I AM ME

This project has been archived and is no longer being updated.

I AM ME was a rich, engaging and inclusive programme of events exploring gender and identity, which took place across the whole of 2017 at the Gallery. The programme aimed to spark ideas, encourage space for dialogue and reflection, encourage creativity and expression, and celebrate diversity and equality.

The season explored gender and identity, taking inspiration from the figures in the Gallery’s Collection, the exhibitions and displays programme and the key anniversaries of 2017. It aimed to engage all audiences including families, young people, schools and adults.

Advisory Group

To drive the strategic planning, coordination and delivery of I AM ME, the Gallery established an Advisory Group. The group explored and discussed intellectual ideas to support and inform the work we did to deliver best practice and an inclusive offer for all visitors on-site and online.

The Group guided and made recommendations to strengthen the public offer and ensure the Gallery could explore key issues and develop a stronger collective understanding which could be applied to the programme and Gallery activity.

Membership of the group included cross-departmental Gallery staff covering curatorial, learning, communications, exhibitions, visitor services, archive & library, digital programmes and the national programme. External Gallery advisors invited to join the group included artist Sadie Lee - the Gallery’s Queer Perspectives host and a regular contributor and adviser to the public programme and Gallery; Tim Redfern – artist and regular contributor and adviser to the public programme at the Gallery; Clare Barlow – Assistant Curator of British Art 1750 – 1830, Tate Gallery and Professor Matt Cook – Department of History, Classics and Archaeology, Birkbeck.

Why 2017?

2017 was the 50th Anniversary of The Sexual Offences Act 1967
2017 marked the 50th Anniversary of the partial decriminalisation of male homosexual behaviour in England and Wales. (It decriminalised homosexual acts in private between two men over 21 years old.) It did not cover the Merchant Navy or the Armed Forces.
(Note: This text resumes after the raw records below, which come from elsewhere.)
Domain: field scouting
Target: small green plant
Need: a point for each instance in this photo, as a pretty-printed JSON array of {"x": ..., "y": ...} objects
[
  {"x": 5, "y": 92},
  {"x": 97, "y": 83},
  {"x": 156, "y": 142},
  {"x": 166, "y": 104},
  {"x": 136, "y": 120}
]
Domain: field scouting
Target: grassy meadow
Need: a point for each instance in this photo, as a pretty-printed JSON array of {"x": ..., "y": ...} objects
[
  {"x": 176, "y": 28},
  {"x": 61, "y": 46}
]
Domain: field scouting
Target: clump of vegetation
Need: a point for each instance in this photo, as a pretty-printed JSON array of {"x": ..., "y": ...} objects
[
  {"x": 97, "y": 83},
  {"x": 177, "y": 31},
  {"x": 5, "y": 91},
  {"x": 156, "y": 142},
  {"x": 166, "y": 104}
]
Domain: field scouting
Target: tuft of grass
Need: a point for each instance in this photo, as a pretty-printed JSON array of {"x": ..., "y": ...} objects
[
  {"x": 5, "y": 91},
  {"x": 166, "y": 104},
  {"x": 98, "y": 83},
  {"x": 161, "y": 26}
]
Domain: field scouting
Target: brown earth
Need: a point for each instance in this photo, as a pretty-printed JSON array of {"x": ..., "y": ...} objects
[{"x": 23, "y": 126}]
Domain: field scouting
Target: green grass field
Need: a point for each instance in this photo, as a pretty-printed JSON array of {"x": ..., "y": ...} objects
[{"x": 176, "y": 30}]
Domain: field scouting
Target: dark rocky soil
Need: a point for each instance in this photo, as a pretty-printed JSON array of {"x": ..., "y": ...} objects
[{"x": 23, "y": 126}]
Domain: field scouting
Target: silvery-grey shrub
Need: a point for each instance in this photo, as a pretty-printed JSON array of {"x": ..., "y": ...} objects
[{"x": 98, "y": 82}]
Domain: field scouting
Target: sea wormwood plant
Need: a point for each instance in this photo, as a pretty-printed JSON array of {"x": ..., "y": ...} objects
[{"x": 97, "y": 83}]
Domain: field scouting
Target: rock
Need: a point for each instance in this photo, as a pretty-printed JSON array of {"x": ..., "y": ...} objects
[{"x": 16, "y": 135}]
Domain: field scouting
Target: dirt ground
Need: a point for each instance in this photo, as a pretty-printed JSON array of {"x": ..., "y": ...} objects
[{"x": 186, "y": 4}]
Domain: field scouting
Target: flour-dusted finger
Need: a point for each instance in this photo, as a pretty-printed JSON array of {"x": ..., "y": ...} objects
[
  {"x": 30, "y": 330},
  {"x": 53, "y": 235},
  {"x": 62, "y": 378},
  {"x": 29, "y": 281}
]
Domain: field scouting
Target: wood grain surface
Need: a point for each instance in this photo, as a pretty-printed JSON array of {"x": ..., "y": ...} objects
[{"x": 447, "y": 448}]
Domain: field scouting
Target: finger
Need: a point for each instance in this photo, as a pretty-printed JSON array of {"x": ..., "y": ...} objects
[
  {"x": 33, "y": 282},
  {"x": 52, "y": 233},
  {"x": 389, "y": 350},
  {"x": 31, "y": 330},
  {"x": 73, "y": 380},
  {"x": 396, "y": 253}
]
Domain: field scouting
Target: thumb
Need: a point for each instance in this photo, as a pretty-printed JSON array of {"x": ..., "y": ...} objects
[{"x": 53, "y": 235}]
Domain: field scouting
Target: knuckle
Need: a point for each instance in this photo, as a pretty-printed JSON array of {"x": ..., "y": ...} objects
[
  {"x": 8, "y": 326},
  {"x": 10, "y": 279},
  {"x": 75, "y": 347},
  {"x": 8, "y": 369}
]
Homosexual acts were decriminalised in Scotland in 1980 and Northern Island in 1982.

Despite its limited scope, the new legislation was a major step forward for the gay-rights movement in the United Kingdom, and reflects a moment when sexuality and gender were being questioned and attitudes transformed.

2017 was the 60th Anniversary of the publication of The Report of the Departmental Committee on Homosexual Offences and Prostitution, known as The Wolfenden Report 1957
T
he Wolfenden committee investigated homosexuality and prostitution in the mid-1950s, and included on its panel a judge, a psychiatrist, an academic and various theologians. The context was the rising numbers of prosecutions. The committee concluded that criminal law could not credibly intervene in the private sexual affairs of consenting adults in the privacy of their homes. The position was summarised by the committee as follows: ‘unless a deliberate attempt be made by society through the agency of the law to equate the sphere of crime with that of sin, there must remain a realm of private that is in brief, not the law's business.’

The Report of the Departmental Committee on Homosexual Offences and Prostitution (the Wolfenden Report) was published on 4 September 1957.

There was no political impetus after the publication of the Wolfenden report to legislate on the matter but in the 1960s, Leo Abse MP and Lord Arran who sat in the House of Lords put forward proposals to change the way in which criminal law treated homosexual men by means of the Sexual Offences Bill 1965. Lord Arran drew heavily upon the findings of the Wolfenden Report.

By 1967, the Labour government in office supported Lord Arran and considered that criminal law should not penalise homosexual men and the Sexual Offences Act 1967 was passed.